作者
Xue Yang,Yumei Li,Qiong Wang,Run Li,Ping Zhang
摘要
Intraoperative hypotension during cesarean section has become a serious complication for maternal and fetal healthy. It is commonly encountered by subarachnoid anesthesia. However, currently used control methods have varying degrees of side effects, such as drugs. The Root Cause Analysis (RCA) - Plan, Do, Check, Act (PDCA) is a new model of care that identifies the root causes of problems. The study aimed to demonstrate the usefulness of RCA-PDCA nursing methods in preventing intraoperative hypotension during cesarean section and to predict the occurrence of intraoperative hypotension through a machine learning model. Patients who underwent cesarean section at Traditional Chinese Medicine of Southwest Medical University from January 2023 to December 2023 were retrospectively screened, and the data of their gestational times, age, height, weight, history of allergies, intraoperative vital signs, fetal condition, operative time, fluid out and in, adverse effects, use of vasopressor drugs, anxiety-depression-pain scores, and satisfaction were collected and analyzed.
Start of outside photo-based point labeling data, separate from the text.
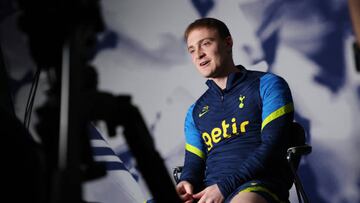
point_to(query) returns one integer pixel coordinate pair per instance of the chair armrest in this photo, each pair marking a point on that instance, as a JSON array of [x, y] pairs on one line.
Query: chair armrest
[[299, 150]]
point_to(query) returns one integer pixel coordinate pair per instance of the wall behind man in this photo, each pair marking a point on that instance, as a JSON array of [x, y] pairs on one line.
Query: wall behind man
[[142, 53]]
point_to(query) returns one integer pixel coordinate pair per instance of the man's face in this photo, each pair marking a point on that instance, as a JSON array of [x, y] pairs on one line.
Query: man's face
[[209, 52]]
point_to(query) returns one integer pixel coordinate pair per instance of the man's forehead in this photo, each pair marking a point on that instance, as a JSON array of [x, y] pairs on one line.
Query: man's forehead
[[198, 34]]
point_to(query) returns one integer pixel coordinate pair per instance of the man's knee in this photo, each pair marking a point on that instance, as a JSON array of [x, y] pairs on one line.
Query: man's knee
[[248, 197]]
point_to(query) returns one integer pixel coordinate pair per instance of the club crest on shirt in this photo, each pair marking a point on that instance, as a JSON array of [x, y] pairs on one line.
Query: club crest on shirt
[[241, 99], [204, 111]]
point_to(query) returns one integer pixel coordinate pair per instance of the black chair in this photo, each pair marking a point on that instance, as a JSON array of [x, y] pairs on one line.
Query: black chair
[[297, 149]]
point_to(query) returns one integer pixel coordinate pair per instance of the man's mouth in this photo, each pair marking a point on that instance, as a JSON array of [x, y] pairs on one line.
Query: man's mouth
[[204, 63]]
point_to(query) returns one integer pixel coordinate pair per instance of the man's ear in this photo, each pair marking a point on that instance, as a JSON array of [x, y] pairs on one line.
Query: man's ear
[[228, 41]]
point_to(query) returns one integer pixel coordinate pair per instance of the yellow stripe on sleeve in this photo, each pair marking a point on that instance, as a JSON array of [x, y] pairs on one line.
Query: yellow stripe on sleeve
[[276, 114], [195, 150]]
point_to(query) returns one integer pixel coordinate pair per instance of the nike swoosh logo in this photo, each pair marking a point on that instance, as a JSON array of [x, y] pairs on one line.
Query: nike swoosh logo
[[202, 113]]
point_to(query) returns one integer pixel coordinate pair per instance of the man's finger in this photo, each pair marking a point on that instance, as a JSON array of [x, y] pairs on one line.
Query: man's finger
[[199, 195]]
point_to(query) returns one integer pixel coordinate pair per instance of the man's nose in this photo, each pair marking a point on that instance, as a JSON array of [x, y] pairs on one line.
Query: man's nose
[[200, 54]]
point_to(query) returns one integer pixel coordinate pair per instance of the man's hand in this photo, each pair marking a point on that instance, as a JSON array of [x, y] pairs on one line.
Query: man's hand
[[210, 194], [185, 191]]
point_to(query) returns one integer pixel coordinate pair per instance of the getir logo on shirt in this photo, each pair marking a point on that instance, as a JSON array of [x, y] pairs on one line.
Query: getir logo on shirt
[[217, 134]]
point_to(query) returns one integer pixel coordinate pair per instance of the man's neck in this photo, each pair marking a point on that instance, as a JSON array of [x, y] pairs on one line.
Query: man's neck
[[221, 81]]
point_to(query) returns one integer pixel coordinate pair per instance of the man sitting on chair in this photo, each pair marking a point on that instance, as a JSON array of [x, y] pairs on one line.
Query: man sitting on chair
[[235, 132]]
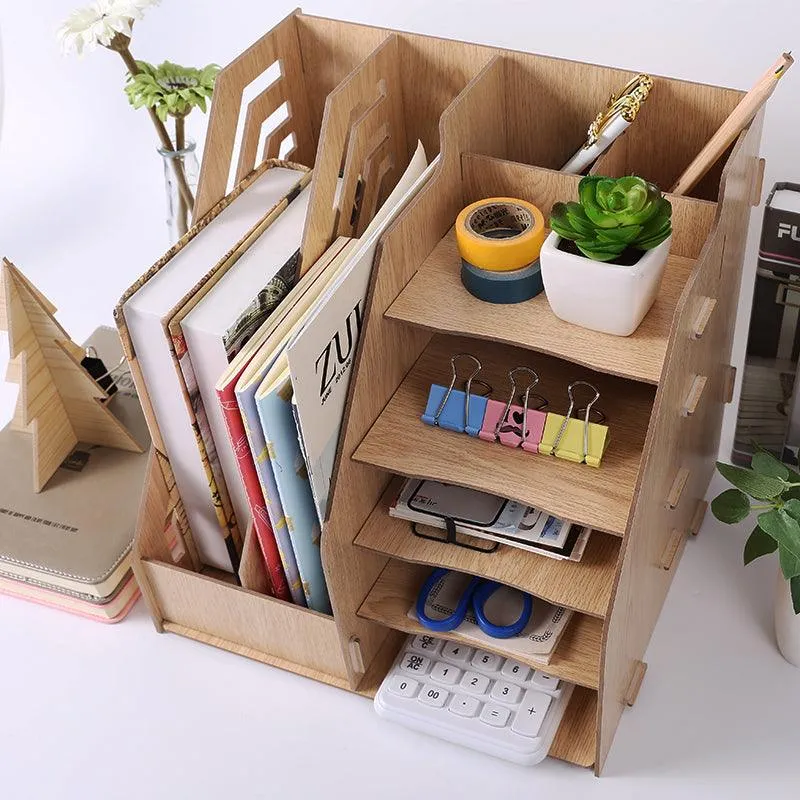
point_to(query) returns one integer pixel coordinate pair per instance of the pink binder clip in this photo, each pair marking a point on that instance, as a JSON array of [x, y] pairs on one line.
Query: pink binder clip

The statistically different features were screened and five machine learning models were used as predictive models to assess the usefulness of the RCA-PDCA model of care. (1) Compared with the general nursing model, the RCA-PDCA nursing model significantly reduces the incidence of intraoperative hypotension and postoperative complications in cesarean delivery, and the patient experience is comfortable and satisfactory. (2) Among the five machine learning models, the RF model has the best predictive performance, and the accuracy of the random forest model in preventing intraoperative hypotension is as high as 90%. Through computer machine learning model analysis, we prove the importance of the RCA-PDCA nursing method in the prevention of intraoperative hypotension during cesarean section, especially the Random Forest model which performed well and promoted the application of artificial intelligence computer learning methods in the field of medical analysis.